Chapter 1. Configuring HDFS Compression

This document is intended for system administrators who need to configure HDFS compression on Windows platform.

Windows supports GzipCodec, DefaultCodec, and BZip2Codec. Typically, GzipCodec is popularly used for HDFS compression.

Ensure that zlib1.dll is installed in the %HADOOP_HOME%\bin directory on all the nodes of the cluster.

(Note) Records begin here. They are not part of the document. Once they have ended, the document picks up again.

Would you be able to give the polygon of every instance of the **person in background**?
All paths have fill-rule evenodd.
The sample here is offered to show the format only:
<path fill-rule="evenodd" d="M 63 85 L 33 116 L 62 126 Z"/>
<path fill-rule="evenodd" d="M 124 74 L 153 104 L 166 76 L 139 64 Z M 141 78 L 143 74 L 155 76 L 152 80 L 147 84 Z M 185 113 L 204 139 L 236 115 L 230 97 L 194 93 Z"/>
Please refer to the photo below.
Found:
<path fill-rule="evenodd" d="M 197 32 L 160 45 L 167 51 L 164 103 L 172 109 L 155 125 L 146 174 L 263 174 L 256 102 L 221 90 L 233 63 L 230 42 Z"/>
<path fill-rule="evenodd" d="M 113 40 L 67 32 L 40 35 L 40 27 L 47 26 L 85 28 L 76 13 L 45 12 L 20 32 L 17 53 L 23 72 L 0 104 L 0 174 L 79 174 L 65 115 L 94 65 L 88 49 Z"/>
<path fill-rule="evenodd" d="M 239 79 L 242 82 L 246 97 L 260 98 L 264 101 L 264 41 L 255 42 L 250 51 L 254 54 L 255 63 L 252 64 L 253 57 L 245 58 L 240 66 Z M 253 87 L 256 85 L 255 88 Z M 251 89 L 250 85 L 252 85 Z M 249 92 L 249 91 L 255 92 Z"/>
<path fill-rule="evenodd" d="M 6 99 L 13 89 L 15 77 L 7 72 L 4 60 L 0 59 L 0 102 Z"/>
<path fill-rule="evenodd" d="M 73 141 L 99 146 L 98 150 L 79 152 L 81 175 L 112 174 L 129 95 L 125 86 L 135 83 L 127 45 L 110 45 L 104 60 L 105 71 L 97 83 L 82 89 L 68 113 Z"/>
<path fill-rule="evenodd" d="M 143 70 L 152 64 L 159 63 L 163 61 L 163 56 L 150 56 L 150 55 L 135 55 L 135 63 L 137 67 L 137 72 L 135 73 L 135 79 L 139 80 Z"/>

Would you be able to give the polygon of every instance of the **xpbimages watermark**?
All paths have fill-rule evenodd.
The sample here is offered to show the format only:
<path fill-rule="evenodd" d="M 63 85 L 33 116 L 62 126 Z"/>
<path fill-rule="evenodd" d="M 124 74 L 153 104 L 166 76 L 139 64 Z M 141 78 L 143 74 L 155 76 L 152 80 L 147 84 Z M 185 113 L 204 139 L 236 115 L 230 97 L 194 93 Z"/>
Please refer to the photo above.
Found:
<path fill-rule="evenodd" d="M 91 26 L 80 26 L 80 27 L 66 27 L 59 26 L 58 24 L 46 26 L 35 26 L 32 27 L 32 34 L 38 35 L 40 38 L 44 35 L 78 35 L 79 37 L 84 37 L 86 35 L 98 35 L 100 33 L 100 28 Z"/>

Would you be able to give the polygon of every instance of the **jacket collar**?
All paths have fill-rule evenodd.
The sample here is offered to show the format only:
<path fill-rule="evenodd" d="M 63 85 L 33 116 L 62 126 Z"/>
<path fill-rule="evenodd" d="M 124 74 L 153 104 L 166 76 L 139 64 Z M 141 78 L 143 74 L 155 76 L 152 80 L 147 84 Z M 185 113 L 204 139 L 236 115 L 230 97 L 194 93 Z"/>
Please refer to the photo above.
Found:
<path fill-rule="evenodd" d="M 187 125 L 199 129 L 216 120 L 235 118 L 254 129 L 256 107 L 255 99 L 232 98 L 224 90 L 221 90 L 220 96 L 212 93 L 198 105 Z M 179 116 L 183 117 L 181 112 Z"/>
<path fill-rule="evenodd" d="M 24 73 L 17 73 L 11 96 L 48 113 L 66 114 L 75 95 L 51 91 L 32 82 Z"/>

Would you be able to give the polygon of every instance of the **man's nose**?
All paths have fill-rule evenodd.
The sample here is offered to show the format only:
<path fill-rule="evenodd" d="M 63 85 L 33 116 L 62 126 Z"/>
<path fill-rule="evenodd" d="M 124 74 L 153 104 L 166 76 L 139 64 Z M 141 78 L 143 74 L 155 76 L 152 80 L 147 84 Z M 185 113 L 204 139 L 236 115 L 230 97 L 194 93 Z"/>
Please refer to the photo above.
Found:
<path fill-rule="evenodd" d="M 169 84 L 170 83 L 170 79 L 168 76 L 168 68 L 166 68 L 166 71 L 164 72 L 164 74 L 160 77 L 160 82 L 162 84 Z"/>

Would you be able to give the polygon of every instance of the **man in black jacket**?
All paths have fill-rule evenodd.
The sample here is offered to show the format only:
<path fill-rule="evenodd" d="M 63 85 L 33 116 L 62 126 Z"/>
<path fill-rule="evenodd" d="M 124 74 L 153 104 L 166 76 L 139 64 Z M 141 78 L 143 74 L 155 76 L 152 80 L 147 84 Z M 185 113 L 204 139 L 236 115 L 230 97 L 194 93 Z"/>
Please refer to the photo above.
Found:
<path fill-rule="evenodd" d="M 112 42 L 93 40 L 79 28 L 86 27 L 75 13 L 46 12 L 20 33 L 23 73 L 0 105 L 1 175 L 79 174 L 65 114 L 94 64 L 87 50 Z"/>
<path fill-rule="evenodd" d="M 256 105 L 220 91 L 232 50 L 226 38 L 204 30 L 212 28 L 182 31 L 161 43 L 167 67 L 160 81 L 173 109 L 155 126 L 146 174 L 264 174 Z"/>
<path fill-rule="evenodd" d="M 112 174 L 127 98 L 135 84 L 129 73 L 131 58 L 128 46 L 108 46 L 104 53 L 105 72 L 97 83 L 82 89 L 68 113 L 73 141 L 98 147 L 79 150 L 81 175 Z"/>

Use the following instructions to use GZipCodec

  • Option I: To use GzipCodec with a one-time only job:

    1. On the NamNode host machine, execute the following commands as hdfs user:

      hadoop jar hadoop-examples-1.1.0-SNAPSHOT.jar sort "-Dmapred.compress.map.output=true" "-Dmapred.map.output.compression.codec=org.apache.hadoop.io.compress.GzipCodec" "-Dmapred.output.compress=true" "-Dmapred.output.compression.codec=org.apache.hadoop.io.compress.GzipCodec" -outKey org.apache.hadoop.io.Text -outValue org.apache.hadoop.io.Text input output

  • Option II: To enable GzipCodec as the default compression:

    1. Edit the core-site.xml file on the NameNode host machine:

      <property>     
        <name>io.compression.codecs</name>
         <value>org.apache.hadoop.io.compress.GzipCodec,org.apache.hadoop.io.compress.DefaultCodec,org.apache.hadoop.io.compress.BZip2Codec</value>
         <description>A list of the compression codec classes that can be used for compression/decompression.</description>   
      </property> 
      
    2. Edit mapred-site.xml file on the JobTracker host machine:

      <property>
        <name>mapred.compress.map.output</name>
        <value>true</value>
      </property>  
       
      <property>     
         <name>mapred.map.output.compression.codec</name>
         <value>org.apache.hadoop.io.compress.GzipCodec</value>   
      </property> 
        
      <property>     
         <name>mapred.output.compression.type</name>        
         <value>BLOCK</value>
      </property> 

    3. [Optional] - Enable the following two configuration parameters to enable job output compression.

      Edit mapred-site.xml file on the JobTracker host machine:

      <property>     
        <name>mapred.output.compress</name>
        <value>true</value>   
      </property>   
      
      <property>     
         <name>mapred.output.compression.codec</name>
         <value>org.apache.hadoop.io.compress.GzipCodec</value>   
      </property> 
    4. Restart the cluster using instructions provided here.